Adamastor Furia: Portugals erstes Hypercar tritt gegen Rimac und Koenigsegg an

Von: Paul Schmitt | heute, 14:42

Portugals erstes Hypercar hat seine dynamischen Erprobungsfahrten auf dem Portimão-Kurs abgeschlossen – ohne Probleme. Der Adamastor Furia kostet 1,6 Millionen Euro, wiegt nur rund 1.100 Kilogramm und wird auf genau 60 Exemplare limitiert. Wer sich für einen Koenigsegg oder Rimac interessiert, hat mit der Furia nun einen weiteren Kandidaten auf der Liste – vorausgesetzt, der Kauf lässt sich überhaupt organisieren.

Das Gerät

Adamastor wurde 2010 gegründet und hat sich seitdem als Ingenieur- und Compositespezialist einen Namen gemacht. Seit 2018 konzentriert sich das Unternehmen auf Straßenfahrzeuge. Diese Expertise zeigt sich im Kern des Furia: Ein Chassis aus Kohlefaser hält das Gewicht bei rund 1.100 Kilogramm (trocken). Das Unterboden-Design nutzt den Venturi-Effekt und presst das Fahrzeug bei 250 km/h mit über 900 Kilogramm Abtrieb auf den Asphalt – ein Wert, der in die GT3-Klasse gehört.
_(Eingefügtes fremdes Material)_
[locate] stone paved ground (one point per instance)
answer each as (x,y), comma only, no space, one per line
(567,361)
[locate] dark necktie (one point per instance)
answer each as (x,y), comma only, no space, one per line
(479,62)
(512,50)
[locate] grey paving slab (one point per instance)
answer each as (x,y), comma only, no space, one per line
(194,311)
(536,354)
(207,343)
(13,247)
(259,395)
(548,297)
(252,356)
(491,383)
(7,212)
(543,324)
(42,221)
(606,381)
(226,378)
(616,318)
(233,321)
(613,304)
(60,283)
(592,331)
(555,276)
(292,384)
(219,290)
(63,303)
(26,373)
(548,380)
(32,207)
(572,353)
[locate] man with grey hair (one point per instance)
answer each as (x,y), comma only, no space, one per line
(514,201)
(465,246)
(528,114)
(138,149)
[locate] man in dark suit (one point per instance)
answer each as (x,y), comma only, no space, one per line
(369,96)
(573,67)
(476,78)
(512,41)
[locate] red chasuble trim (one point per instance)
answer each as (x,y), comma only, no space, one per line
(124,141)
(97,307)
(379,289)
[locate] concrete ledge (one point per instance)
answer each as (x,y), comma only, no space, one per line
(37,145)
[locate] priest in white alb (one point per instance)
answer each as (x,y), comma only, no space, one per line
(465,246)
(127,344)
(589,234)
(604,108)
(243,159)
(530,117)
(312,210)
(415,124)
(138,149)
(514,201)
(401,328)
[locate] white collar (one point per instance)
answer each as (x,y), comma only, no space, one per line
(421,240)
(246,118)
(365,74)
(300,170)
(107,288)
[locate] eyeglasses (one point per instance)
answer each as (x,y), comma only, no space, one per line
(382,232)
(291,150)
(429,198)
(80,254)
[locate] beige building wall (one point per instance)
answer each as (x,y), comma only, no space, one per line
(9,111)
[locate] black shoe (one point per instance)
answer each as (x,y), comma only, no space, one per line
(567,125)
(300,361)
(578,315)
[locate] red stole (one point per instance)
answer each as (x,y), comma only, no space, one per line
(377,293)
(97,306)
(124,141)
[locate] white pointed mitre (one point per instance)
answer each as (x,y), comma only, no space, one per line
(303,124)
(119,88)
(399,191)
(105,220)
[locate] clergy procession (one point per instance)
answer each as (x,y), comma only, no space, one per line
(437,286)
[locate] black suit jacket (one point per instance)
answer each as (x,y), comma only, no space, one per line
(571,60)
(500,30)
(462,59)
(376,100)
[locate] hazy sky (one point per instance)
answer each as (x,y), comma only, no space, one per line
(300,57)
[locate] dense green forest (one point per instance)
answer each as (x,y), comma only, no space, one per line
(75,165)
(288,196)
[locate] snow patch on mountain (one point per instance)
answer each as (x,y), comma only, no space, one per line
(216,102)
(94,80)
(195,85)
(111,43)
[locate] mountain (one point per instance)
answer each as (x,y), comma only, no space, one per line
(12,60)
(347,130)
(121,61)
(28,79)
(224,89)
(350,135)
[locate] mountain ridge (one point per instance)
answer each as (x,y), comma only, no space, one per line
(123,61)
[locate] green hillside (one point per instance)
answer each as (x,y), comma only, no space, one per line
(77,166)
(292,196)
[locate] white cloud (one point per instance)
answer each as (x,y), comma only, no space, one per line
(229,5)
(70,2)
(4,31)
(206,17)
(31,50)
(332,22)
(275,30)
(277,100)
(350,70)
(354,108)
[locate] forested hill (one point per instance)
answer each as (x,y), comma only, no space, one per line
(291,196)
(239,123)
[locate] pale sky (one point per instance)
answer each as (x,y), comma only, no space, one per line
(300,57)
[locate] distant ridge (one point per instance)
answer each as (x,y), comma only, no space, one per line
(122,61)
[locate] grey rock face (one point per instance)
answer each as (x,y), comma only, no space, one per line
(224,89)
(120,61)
Das Triebwerk stammt aus dem Ford EcoBoost-Programm: ein 3,5-Liter-V6 mit Doppelturbo, 650 PS und 571 Nm Drehmoment. Der Sprint von 0 auf 100 km/h gelingt in 3,5 Sekunden. Die Wahl des Ford-Aggregats klingt ungewöhnlich für ein Hypercar, ist aber pragmatisch: Der Motor ist im Motorsport erprobt und verfügt über großes Tuningpotenzial.

Der Stand der Dinge

Prototyp Nummer 001 absolvierte im Mai 2026 ausgedehnte Testfahrten in Portimão. Laut CarBuzz gab es keine Zuverlässigkeitsprobleme, Telemetriedaten wurden erfolgreich ausgewertet. Das ist für ein Startup in dieser Phase ein bemerkenswerter Nachweis technischer Reife.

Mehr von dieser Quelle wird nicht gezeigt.